There are parents who attribute everything bad to their children. They don’t even know what happened and are already imagining the worst. If a noise sounds, they already think the child did some damage or if they call the teacher. They already imagine that it is to complain. If you want to build a relationship based on trust, it is very important that you make it a priority to first listen to him and understand very well what happened. Then, if you can go in and correct it or put some kind of consequence on it. Remember what I taught you in error number 3 of the questions sometimes. What I recommend is that before you rush to judgment or punishment,
more often than parents do before they make the mistake
more often than parents do before they make the mistake. The only people who know what’s really going on in a family are the people directlyTeachers, neighbors, grandparents or friends may have an opinion and it may be aBut who knows your children best is you. And besides, you have the right to have your own philosophy of education with your children. Of course, you can take into account the guidance and advice of others, but the final decision is yours. It is you who knows what is best for your children and your family. When you make decisions based on what they will say, you are running the risk of being wrong because you don’t you are making those decisions based on the real needs of your children and your family. Other people can and do have a say, but they are doing so from their experience, from their fears, or their beliefs that don’t necessarily have to serve yourSo feel free to take what you can get from others. But also try with all the tranquility of not taking into account that which you feel does not work for you.
What you tell your children is very important
What you tell your children is very important, but even more important is how you tell them. Many times parents are right to be upset with their children or have a good message and aBut how they are told prevents children from reflecting on and taking thatIf, for example, when your child has made a mistake, you teach him or her that lesson in a bad way, what you are to do is to divert your child’s attention. Your child’s attention will no longer be on his or her own behavior or on reflecting on what did wrong and will spend his attention on how bad and unfair he thinks you are, because of how rude how disrespectful you were to teach him that lesson. But when you change to teach, the student must be willing to learn. And the teacher must be willing to teach. So always wait until all parties are calm.
Build a healthy, loving relationship with your children
In a healthy family relationship, the priority is that all family members are in good health, that everyone when a mother or father focuses solely on their authority and asserting their power, they may be forgetting something very important and that is building a healthy and loving relationship with your children.
Even sometimes going over their children themselves and their family. Many times we continue with a rule in the house or an Adams order and that order may no longer make sense, no longer make sense, but we continue it only by not giving our arm to twist. Remember that the boundaries must be clear, but they must also be consistent. And sometimes there are limits that are already obsolete, that no longer work or that no longer do us any good, but there continue to have only because we have the power and because we have the authority. The first thing I do when the parents arrive at my office and I notice that they have entered a power struggle with their children, this one tells them to choose their battles.

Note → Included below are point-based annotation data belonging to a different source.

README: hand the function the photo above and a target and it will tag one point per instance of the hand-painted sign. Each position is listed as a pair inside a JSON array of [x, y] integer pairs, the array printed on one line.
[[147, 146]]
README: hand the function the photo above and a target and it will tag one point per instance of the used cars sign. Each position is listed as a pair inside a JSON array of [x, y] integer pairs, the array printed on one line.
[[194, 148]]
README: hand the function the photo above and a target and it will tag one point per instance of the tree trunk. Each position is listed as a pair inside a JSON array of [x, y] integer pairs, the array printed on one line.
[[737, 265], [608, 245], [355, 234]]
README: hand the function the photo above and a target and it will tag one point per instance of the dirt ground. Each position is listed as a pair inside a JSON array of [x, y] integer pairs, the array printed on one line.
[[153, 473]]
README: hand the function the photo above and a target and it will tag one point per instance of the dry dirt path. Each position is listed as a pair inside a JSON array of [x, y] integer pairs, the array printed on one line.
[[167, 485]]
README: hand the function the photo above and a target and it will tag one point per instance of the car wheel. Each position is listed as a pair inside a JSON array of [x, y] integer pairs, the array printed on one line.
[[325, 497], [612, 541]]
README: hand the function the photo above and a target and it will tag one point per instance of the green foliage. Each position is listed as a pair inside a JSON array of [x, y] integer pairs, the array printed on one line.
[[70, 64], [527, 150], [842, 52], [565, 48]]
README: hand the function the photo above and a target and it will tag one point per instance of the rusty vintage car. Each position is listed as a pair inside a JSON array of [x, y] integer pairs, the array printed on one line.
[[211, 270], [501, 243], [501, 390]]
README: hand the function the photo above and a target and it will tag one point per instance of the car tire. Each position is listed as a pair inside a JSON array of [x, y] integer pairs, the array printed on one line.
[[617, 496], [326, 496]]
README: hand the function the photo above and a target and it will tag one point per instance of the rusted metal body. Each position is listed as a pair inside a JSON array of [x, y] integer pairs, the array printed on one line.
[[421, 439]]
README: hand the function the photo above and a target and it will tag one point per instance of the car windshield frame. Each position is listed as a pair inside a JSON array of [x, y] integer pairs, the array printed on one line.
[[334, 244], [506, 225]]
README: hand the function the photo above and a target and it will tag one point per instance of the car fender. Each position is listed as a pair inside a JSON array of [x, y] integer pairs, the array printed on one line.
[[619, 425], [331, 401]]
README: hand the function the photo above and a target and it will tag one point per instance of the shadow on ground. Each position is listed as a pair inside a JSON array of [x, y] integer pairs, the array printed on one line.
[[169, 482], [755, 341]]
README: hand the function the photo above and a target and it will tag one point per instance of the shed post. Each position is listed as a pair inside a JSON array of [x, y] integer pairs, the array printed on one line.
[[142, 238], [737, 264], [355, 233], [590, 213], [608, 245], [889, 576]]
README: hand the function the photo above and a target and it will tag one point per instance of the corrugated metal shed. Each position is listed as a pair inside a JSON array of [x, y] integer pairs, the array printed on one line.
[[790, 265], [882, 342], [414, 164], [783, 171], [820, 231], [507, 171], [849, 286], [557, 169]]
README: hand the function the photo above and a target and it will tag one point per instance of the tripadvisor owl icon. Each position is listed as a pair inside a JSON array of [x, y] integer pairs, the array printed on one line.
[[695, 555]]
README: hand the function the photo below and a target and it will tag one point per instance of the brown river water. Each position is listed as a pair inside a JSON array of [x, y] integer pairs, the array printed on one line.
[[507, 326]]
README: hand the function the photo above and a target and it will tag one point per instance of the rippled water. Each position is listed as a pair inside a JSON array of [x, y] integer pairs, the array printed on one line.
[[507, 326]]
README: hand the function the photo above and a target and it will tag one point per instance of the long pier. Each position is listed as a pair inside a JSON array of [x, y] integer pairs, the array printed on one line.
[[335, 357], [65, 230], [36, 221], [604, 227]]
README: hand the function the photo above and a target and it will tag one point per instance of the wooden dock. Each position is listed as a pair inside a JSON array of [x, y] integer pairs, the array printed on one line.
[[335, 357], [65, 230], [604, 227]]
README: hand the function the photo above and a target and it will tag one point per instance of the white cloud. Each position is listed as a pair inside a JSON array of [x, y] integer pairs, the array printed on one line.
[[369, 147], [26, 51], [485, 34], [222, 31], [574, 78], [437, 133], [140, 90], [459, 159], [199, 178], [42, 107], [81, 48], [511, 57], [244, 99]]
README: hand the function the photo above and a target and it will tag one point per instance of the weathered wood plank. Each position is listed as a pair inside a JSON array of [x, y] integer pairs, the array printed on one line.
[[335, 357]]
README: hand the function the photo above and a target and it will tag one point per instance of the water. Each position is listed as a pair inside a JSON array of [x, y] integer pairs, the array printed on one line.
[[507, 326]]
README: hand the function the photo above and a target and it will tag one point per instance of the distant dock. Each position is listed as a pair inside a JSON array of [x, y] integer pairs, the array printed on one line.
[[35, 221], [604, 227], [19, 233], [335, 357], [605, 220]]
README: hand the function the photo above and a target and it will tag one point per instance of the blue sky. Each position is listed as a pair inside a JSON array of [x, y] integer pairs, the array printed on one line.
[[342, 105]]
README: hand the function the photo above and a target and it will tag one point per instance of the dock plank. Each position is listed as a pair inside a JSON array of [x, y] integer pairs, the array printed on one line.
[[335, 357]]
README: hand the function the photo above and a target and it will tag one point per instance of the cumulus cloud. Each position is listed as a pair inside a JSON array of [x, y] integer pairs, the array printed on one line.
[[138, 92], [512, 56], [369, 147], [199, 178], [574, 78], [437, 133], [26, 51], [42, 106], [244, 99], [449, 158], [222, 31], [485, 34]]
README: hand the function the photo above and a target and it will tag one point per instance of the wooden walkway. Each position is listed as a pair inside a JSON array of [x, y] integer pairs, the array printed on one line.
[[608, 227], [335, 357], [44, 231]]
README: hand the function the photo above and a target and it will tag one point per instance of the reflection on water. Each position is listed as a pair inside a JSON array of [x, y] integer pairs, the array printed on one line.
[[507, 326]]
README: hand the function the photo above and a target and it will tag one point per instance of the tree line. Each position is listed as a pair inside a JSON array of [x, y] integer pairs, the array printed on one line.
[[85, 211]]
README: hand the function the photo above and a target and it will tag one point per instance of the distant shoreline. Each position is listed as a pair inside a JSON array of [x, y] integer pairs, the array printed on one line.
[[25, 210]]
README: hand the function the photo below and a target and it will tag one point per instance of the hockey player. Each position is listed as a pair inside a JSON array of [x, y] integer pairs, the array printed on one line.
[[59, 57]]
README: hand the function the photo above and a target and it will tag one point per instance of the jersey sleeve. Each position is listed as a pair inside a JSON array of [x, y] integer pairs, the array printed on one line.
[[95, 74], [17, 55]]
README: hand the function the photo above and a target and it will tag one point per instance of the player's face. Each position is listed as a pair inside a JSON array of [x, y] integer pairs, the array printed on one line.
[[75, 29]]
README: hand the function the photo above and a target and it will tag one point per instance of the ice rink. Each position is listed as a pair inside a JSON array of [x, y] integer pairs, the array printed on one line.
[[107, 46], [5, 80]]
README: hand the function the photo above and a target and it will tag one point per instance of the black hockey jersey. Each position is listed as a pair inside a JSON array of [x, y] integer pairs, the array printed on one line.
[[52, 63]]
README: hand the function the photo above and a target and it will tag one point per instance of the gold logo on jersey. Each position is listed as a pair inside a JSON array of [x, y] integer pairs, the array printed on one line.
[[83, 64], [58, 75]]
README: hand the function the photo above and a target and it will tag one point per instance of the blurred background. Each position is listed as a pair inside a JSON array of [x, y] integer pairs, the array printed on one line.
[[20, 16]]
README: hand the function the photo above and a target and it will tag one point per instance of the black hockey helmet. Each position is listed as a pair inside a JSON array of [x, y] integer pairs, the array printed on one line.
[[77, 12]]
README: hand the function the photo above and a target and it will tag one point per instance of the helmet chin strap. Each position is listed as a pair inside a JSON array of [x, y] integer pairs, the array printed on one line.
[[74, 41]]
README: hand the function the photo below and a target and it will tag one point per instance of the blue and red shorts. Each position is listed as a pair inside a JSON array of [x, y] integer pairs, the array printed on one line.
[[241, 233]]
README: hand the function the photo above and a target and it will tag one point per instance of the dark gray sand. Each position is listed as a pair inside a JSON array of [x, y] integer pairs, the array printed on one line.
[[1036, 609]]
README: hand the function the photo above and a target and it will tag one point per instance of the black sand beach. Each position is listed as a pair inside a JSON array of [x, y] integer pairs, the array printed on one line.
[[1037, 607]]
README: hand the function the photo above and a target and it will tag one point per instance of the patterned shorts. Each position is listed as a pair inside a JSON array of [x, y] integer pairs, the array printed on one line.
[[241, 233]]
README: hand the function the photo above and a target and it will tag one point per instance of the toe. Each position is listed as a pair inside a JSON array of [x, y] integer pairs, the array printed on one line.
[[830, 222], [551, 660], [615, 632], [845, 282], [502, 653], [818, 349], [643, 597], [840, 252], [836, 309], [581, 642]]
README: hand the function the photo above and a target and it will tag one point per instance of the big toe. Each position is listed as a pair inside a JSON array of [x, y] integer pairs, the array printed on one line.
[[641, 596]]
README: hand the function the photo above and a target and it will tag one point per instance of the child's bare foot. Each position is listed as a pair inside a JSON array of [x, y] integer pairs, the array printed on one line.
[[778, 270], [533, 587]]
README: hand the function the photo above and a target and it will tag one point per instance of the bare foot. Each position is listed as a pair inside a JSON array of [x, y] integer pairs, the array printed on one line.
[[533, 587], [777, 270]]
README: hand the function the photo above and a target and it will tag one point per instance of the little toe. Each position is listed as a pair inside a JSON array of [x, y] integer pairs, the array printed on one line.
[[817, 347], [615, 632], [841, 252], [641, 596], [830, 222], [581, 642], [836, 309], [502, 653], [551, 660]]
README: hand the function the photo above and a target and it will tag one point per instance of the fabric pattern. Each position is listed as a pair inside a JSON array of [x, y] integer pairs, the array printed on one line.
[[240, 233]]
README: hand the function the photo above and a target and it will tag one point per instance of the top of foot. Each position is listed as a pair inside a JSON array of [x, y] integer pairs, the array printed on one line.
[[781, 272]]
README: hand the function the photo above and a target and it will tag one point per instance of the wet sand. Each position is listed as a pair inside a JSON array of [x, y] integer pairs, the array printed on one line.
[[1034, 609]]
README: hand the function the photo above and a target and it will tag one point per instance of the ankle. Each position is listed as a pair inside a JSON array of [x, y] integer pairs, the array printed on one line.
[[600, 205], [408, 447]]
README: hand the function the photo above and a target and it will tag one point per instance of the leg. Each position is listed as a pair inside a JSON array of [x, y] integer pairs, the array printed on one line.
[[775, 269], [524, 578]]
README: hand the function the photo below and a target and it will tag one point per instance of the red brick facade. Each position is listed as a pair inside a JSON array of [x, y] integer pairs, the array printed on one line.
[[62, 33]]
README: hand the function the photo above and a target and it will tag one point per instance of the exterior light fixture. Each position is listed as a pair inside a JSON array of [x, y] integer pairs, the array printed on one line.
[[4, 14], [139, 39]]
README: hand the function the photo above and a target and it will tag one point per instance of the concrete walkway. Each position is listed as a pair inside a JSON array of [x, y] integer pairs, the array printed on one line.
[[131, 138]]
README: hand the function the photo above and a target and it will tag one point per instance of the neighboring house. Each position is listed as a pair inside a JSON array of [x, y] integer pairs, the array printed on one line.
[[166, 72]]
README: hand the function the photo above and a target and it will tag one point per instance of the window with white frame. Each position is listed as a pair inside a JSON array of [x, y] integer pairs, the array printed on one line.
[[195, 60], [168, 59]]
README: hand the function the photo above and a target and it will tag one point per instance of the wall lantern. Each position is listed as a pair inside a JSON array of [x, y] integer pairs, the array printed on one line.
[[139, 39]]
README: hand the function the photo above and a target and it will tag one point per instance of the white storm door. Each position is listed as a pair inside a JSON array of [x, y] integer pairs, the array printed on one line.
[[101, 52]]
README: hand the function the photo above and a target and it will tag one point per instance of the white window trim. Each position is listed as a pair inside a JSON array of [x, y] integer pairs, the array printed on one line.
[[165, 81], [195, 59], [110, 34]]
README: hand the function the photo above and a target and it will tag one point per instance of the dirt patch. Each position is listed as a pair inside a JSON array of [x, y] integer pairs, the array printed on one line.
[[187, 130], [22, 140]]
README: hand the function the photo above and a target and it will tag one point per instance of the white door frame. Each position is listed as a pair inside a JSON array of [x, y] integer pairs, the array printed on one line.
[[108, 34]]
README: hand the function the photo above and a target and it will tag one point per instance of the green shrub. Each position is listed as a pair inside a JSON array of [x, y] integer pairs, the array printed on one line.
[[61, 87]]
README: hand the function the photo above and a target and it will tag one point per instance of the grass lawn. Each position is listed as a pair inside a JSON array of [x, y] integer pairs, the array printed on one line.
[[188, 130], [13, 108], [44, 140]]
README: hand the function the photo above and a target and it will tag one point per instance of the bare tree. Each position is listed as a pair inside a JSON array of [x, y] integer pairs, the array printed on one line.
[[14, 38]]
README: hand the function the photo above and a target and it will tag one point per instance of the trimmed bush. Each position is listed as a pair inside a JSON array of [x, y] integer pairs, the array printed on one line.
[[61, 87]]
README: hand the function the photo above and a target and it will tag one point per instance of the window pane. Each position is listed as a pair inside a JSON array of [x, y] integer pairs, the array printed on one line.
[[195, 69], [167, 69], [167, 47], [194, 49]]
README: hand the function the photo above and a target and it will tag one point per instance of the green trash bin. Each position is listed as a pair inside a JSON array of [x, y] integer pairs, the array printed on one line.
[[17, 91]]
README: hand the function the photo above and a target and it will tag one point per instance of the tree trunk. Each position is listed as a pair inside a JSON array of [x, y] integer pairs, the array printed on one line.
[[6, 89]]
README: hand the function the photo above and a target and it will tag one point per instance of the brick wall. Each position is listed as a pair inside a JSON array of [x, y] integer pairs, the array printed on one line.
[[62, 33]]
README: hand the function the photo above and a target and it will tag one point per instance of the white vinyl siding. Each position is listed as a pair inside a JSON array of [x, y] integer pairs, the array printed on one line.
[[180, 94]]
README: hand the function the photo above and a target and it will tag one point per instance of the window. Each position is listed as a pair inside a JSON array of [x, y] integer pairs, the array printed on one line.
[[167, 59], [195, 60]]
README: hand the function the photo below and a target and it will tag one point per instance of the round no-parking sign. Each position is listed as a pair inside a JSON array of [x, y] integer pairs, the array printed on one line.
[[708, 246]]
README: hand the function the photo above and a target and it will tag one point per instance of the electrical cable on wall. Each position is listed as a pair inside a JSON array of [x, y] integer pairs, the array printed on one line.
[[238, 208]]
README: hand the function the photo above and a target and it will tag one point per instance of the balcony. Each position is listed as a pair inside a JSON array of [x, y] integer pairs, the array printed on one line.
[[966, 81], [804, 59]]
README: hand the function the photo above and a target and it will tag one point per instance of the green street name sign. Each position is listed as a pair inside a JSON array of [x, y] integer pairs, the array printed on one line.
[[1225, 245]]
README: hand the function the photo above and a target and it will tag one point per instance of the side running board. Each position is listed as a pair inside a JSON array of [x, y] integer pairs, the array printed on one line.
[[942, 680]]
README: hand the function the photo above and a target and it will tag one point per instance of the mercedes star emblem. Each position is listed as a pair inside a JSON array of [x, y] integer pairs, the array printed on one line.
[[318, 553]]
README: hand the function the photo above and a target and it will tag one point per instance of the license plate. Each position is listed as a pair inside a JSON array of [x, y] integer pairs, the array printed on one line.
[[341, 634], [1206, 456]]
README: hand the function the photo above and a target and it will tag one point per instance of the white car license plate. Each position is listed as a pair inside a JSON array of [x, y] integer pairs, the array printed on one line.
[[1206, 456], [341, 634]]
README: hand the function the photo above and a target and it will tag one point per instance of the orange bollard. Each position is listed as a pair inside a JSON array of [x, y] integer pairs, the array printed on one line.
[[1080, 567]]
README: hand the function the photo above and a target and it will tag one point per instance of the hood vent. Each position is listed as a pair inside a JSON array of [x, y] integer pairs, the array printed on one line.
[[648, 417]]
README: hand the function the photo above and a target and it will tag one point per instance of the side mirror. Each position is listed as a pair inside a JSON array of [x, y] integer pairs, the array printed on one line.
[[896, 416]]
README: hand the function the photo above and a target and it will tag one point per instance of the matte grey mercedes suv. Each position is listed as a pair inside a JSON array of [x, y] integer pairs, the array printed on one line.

I can’t make it a whole battle because then life will become unliveable and all the time you’ll be to be with your children fighting for that power.I would love for you to realize that giving in does not make you weak in the eyes of your children. On the contrary, from time to time, when we give in what we are doing is building a relationship much more loving, much more respectful, and we are teaching our children flexibility by means of example to set rules and boundaries in your home. You can’t just set rules and limits, because that’s when they don’t make sense to the kids you must also keep in mind that those limits that are non-negotiable must be only those necessary if you make a whole limit, then you will spend your life as a policeman behind your children, looking and there are so many, so many, so many of them that your children will have to jump. When parents ask me what those limits are that they should have, I usually teach them that for me there should be three: safety, honesty, and respect. Everything that has to do with these three aspects is limited that we do not negotiate and that for no reason we are going to let the children cross over. But if it doesn’t involve any of these three.
For example, the choice of clothes, they are missing neither safety nor honesty, or respect, because we can give in and we can negotiate with the children. Thus, they become much more autonomous and much more responsible for their lives and begin to develop this skill that is very important to them and is the ability to make decisions and to assume I would love for you to take some time to reflect on yourself. Think about whether you are prioritizing having power or whether you are prioritizing love, respect, and communication this will be a great foundation for building a good relationship.